When Honduras’s new president, Juan Orlando Hernández, took office a little more than a month ago, he promised to apply mano dura — the iron fist — against criminals. His plans include granting police officers more freedom to arrest suspects and greater use of the army for public safety. This strategy is a continuation of the hard-line policies of the last few years, which have done nothing to change the fact that Honduras still has the world’s highest homicide rate.
The country’s police forces, plagued by corruption, continue to act as if public safety can be manhandled with a combination of bravado and religion. This is a country whose Public Safety Office website says: “All people shall obey the governing authorities, because there is no authority other than God, and those in place have been established by God.”
In July 2011, while reporting a story about organized crime on the Honduran border, I found myself in a pickup truck with El Tigre, on the trail of a band of tractor thieves. This was before he was named chief of the national police. He was the regional police chief in charge of the three western districts on the borders of Guatemala and El Salvador, and therefore on some of the principal routes that cocaine travels in its voyage northward.
El Tigre, to show me that he wasn’t afraid of the criminals, had organized an operation to enter El Paraíso — one of those drug-lord-run border towns with unpaved streets and a heliport. But nothing happened; it was like a ghost town. So we left, and that’s when El Tigre caught wind of a robbery — a truck carrying a tractor had been stolen. We tracked down the abandoned truck, but the tractor was long gone. Two policemen arrived on the scene and aimed their M-16s into the darkness. El Tigre, a man well over six feet tall whose head recalls the colossal Olmec stone heads, carried two pistols and two rifles. Wordlessly, he offered me one.
Of course, I refused, and we got back in the truck. That’s when I asked El Tigre the question I had been waiting to ask: “Have you ever killed someone outside the framework of the law?”
In 2002, the Honduran police department’s internal affairs unit had accused El Tigre of participating in a death squad called Los Magníficos in San Pedro Sula, one of the most violent cities in the world. The group supposedly comprised policemen who killed suspects instead of bringing them to trial. El Tigre paid a $5,000 fine. Many people say that the investigation was fixed, for the person who led it, the former head of internal affairs, was relieved of her duties in the middle of the proceedings. In the end, El Tigre was found innocent.
This is how he answered my question: “There are things a person takes to his grave. All I can say is that I love my country and I will do whatever it takes to defend it, and I have done things to defend it. That’s all I’ll say.”
There are many ways to say no, to say that it was all hearsay, fantasy, nonsense. El Tigre used none of those strategies. If you ask me, his answer was a lot closer to yes than no.
Three months later, in October 2011, the country’s police force fell apart in scandal. Eight officers were accused of kidnapping and killing the son of Julieta Castellanos, the rector of the national university, and a friend. An investigation discovered the existence of criminal gangs inside the police force, and high-ranking officials, including the national police chief, were dismissed. A new chief was appointed, Ricardo Ramírez del Cid. But he lasted only around six months. In February 2013, his son was murdered — a crime Mr. Ramírez believed was planned by corrupt police officers — and he fled to the United States.
El Tigre was next in line.
It was clear to me that my article on the Honduran border — in which I had tried to expose the clumsiness with which organized crime was fought and the questionable reputation of the regional police chief — had done little good in convincing those in power that El Tigre had no business on the national stage. But then I began hearing a strange rumor. The first time I heard it I dismissed it, but by the third time I started to believe it. People were saying that my article had actually been used by El Tigre’s supporters to help get him elected.

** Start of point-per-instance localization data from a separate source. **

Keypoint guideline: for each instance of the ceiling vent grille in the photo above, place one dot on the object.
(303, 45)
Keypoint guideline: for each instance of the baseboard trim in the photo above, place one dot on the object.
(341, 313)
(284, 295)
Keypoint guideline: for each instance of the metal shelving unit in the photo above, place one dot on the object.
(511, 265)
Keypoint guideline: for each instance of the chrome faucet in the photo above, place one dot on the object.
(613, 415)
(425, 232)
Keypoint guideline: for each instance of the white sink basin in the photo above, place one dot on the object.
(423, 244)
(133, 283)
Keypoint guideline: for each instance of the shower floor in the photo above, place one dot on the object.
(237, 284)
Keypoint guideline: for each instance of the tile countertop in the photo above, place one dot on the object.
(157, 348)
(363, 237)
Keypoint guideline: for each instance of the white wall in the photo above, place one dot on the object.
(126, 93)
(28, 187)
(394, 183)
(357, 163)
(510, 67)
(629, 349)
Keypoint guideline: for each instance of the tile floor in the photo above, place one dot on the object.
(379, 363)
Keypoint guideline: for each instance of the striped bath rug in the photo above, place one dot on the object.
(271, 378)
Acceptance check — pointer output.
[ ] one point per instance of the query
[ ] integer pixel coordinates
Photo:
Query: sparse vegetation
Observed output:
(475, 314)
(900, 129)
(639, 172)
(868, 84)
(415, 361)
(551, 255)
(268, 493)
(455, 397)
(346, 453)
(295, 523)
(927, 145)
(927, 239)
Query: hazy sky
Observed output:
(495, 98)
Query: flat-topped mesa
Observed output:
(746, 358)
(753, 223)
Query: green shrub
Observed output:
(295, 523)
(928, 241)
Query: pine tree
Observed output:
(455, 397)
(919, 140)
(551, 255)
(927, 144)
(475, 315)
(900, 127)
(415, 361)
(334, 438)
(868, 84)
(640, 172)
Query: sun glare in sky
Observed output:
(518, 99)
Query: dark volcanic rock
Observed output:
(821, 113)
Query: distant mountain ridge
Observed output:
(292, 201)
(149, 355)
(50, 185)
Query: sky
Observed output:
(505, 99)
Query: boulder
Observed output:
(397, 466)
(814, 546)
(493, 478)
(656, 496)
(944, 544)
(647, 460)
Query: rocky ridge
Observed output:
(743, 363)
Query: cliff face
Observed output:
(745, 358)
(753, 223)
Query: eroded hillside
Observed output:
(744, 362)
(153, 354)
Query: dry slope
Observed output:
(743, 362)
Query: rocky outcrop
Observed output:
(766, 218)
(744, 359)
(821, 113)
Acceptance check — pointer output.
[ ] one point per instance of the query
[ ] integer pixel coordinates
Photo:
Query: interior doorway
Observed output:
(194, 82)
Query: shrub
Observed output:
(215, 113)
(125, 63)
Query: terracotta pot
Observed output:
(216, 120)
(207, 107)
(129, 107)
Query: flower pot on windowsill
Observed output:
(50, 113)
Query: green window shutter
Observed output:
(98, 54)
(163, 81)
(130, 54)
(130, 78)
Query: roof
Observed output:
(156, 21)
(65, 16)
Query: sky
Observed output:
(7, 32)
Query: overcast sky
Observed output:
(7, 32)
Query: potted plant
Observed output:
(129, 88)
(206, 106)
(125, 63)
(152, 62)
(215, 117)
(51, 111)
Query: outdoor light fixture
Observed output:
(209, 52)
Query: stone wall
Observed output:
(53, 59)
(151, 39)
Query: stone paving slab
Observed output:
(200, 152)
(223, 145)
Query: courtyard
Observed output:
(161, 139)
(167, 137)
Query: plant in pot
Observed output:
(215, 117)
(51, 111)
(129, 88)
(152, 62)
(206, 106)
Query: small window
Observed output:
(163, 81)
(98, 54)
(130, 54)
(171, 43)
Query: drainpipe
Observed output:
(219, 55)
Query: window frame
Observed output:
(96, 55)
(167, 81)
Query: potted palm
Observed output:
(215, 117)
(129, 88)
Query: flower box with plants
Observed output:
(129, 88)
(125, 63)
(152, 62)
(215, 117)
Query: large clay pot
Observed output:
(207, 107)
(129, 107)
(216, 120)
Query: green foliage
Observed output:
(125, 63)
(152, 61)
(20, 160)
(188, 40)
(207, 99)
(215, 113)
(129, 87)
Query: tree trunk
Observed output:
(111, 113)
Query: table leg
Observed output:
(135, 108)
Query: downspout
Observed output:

The article, in which El Tigre never denied his participation in illicit murder, the same article in which he acknowledged that so far that year he had been unable to stop even one grain of cocaine from traveling through the districts under his charge, had aided his ascent.
When I asked why, they all said the same thing: because, in the eyes of the Honduran authorities, it showed that “El Tigre is macho.” That was all that mattered.
Today, Honduras has a new police chief: Ramón Antonio Sabillón, who has already graced us with tough mottoes similar to those that made El Tigre famous: “If God is with us,” Mr. Sabillón likes to say, “who can possibly be against us?”
Despite a new president and a new chief, Honduras appears to be on the verge of showing the world, yet again, its governing class’s incredible inability to learn from the past. Pressure from the United States may have removed one macho man from his post, but more are ready and waiting to ascend.
Óscar Martínez is a reporter for the online newspaper Elfaro.net. This essay was translated by Kristina Cordero from the Spanish.